Arriving later than usual this morning, I found Eagle Bluffs Conservation Area lit by bright sunshine and enveloped in hot, humid air. As a consequence, most of the songbirds had escaped to their shady retreats and sightings were somewhat limited.
Turkey vultures, perhaps sensing a meal of stranded fish, gathered on the expanding mudflats while great blue herons, great egrets and a lone green heron stalked the cool shallows. A small flock of double-crested cormorants lounged on a sandbar, a few pied-billed grebes dove for their breakfast and a family of wood ducks drifted across a pool.
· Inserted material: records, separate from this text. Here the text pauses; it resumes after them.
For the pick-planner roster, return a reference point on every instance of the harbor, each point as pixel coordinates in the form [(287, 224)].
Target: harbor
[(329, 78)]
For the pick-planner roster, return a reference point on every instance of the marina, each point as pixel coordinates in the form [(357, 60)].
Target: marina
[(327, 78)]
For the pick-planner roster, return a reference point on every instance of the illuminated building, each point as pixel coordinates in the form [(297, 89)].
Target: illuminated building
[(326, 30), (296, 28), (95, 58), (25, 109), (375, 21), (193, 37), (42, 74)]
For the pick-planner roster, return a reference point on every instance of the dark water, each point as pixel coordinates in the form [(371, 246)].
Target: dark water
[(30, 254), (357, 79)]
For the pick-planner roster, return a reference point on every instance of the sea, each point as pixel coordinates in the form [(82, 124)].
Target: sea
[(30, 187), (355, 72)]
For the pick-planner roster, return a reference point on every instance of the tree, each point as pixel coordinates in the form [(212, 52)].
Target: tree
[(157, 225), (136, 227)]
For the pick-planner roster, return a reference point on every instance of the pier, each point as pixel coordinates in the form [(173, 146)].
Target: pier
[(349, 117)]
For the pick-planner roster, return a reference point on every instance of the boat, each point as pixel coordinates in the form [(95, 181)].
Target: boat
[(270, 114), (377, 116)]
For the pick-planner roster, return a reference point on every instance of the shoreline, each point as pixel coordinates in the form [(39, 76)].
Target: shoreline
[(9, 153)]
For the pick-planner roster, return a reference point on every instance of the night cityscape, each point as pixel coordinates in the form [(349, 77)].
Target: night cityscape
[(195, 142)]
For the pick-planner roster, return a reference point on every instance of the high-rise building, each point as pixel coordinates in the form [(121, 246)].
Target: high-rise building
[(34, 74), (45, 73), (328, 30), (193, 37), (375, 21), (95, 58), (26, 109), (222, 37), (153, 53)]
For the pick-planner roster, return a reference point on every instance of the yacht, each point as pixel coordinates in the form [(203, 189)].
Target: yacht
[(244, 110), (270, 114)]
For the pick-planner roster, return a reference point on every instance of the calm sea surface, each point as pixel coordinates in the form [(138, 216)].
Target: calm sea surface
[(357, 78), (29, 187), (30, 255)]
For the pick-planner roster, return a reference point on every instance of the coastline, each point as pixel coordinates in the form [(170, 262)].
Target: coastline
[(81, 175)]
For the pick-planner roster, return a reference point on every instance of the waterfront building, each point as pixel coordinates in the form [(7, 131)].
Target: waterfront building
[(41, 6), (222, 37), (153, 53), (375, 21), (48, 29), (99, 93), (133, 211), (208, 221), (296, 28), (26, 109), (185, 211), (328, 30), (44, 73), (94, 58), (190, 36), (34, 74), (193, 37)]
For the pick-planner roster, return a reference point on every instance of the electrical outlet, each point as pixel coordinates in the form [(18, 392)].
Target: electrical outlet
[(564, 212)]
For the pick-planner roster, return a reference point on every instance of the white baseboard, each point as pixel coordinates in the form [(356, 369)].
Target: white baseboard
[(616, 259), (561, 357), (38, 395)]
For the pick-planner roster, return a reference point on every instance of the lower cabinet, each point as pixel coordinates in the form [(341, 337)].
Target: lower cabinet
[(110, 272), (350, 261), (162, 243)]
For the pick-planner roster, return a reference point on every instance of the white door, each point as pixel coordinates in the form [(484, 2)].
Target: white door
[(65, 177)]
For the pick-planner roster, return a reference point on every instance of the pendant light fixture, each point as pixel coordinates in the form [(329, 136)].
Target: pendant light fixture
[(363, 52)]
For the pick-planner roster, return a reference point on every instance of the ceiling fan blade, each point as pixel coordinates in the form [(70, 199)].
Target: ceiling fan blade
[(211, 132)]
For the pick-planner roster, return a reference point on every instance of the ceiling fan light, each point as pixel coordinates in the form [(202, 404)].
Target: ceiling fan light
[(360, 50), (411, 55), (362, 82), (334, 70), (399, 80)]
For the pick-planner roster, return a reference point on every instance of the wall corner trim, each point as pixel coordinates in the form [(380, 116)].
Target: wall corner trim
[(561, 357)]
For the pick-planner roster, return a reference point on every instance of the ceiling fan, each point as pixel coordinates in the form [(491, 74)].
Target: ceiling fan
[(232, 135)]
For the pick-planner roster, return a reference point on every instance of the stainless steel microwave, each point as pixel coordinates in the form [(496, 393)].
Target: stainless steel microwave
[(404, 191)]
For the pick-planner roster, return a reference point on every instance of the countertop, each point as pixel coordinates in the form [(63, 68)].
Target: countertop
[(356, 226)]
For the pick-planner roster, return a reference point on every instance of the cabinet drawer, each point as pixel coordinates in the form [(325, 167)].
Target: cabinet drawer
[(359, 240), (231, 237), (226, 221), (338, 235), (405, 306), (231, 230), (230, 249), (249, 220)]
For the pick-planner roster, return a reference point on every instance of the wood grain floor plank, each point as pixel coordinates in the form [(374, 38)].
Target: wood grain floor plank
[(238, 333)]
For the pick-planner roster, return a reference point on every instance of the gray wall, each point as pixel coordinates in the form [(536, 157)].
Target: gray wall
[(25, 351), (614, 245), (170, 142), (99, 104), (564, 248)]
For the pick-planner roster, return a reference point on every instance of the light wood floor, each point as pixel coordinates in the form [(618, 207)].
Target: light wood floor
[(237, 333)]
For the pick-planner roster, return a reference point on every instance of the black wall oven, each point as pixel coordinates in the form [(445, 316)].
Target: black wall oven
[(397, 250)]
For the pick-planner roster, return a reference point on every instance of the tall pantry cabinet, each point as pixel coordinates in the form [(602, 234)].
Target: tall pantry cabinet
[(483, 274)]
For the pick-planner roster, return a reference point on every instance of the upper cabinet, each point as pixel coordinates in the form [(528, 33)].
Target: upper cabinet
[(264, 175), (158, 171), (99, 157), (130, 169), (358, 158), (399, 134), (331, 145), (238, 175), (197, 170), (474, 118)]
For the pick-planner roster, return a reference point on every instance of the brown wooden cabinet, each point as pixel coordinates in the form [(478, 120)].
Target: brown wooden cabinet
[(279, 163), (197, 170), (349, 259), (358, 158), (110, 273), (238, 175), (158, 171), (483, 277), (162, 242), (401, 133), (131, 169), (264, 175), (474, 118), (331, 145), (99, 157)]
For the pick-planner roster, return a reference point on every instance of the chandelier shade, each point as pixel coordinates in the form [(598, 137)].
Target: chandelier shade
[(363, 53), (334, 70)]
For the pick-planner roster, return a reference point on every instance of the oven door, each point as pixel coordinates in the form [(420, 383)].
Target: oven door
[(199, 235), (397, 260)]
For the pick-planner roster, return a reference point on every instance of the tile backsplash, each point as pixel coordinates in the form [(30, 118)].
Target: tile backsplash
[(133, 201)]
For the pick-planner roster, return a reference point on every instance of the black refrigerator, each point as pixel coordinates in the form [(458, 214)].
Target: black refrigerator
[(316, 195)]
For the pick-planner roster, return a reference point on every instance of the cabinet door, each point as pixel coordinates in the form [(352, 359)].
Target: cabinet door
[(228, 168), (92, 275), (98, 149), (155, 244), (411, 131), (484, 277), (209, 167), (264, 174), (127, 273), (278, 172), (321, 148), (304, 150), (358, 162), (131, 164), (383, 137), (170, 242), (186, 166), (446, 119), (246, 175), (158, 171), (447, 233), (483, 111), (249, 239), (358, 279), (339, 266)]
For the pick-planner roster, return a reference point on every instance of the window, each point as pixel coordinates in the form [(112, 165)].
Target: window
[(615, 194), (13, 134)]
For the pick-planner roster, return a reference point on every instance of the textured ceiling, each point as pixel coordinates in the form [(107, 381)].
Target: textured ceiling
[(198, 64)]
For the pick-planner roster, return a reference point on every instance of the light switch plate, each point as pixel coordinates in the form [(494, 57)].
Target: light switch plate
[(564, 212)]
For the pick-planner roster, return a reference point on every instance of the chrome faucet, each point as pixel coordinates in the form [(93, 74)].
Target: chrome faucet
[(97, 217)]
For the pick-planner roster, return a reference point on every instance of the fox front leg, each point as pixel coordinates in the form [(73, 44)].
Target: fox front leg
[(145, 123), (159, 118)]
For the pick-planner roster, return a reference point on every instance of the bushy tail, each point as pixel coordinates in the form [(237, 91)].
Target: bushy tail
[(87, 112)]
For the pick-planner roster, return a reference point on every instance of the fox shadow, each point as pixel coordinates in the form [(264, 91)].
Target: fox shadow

Despite the growing mudflats, shorebirds were limited to killdeer and a spotted sandpiper; unfortunately, migrant species were either absent or hidden amidst the cattails. A lone immature bald eagle surveyed the refuge from a dead tree, two red-tailed hawks soared above the floodplain, an American kestrel hunted from a powerline and a female northern harrier flapped low across a cropfield. Five fish crows gathered along the central channel while dickcissels, oblivious of the heat, sang from the browning grasslands; indigo buntings and red-winged blackbirds were the only abundant species.
On this sultry morning, the increasing number of great egrets (27 today) was the only sign that our long, hot summer will soon begin to abate. Next winter, tired of snow and ice, I will look back on this visit with fond memories but now, locked in a steam bath and facing August, I can't wait for the crisp, chilly air of October.